Sometimes I’m convinced that I’ve mastered the skill of irony.
Monday night was the floor meeting for my floor (let me just mention that it’s Pokemon themed, take it as you will) and I asked my RA if I could speak with her afterwards. I told her that I have Crohn’s and an ostomy and mentioned my blockages as an FYI in case I needed to escape to the ER in the middle of the night. She was very nice about it and told me to call her when it happened.
Midnight: Blockage becomes fully apparent to me. Nausea, pain, exhaustion. Call home to tell my Mom. We agree that I should try to wait for a bit and go in the morning.
1:30 AM: All ostomy output stops. Pain super intense. I sprung from the bed, got dressed, packed my bag, and called my RA.
2 AM: Arrive at Emergency Room.
4 AM: In a room, finally have an IV lodged in my left hand.
I sat in my room, staring at the clock, only thinking about first day of classes that I was going to miss in a matter of hours. I was flooded with medications and virtually catatonic but finally a little more comfortable than a few hours earlier.
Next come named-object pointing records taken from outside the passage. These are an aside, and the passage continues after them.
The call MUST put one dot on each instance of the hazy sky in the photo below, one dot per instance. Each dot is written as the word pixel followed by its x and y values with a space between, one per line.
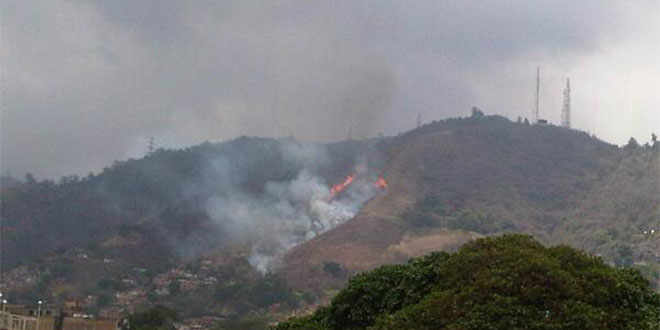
pixel 87 82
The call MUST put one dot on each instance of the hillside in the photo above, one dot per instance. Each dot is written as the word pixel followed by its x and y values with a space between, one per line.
pixel 506 282
pixel 454 180
pixel 252 225
pixel 167 228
16 hours after my blockage began, the fluids and pain medications fully in my system, I was feeling better and ready to run from my hospital bed and get back to campus. I was finally discharged (better than my planning of yanking my IV) and was in a cab back to the dorm. It was around the same time that I had left for the ER that I was returning to my room, it felt like a day had just been subtracted from my life.
Isn’t it ironic that I told my RA about my blockages and then I’d get one a couple of hours later? Isn’t it ironic that I spent the first day of classes in a hospital bed? Apparently it’s my official welcome back to college.
And even though it’s a bumpy start, it’s the start to my year. Of course I’m nervous about how my health will pan out, but it’s so nice to be back on campus, running on the Esplanade and back with my friends.
But however ironic or sad or funny or ridiculous, it’s my life, and my welcome back to campus. Junior year - watch out, here I come.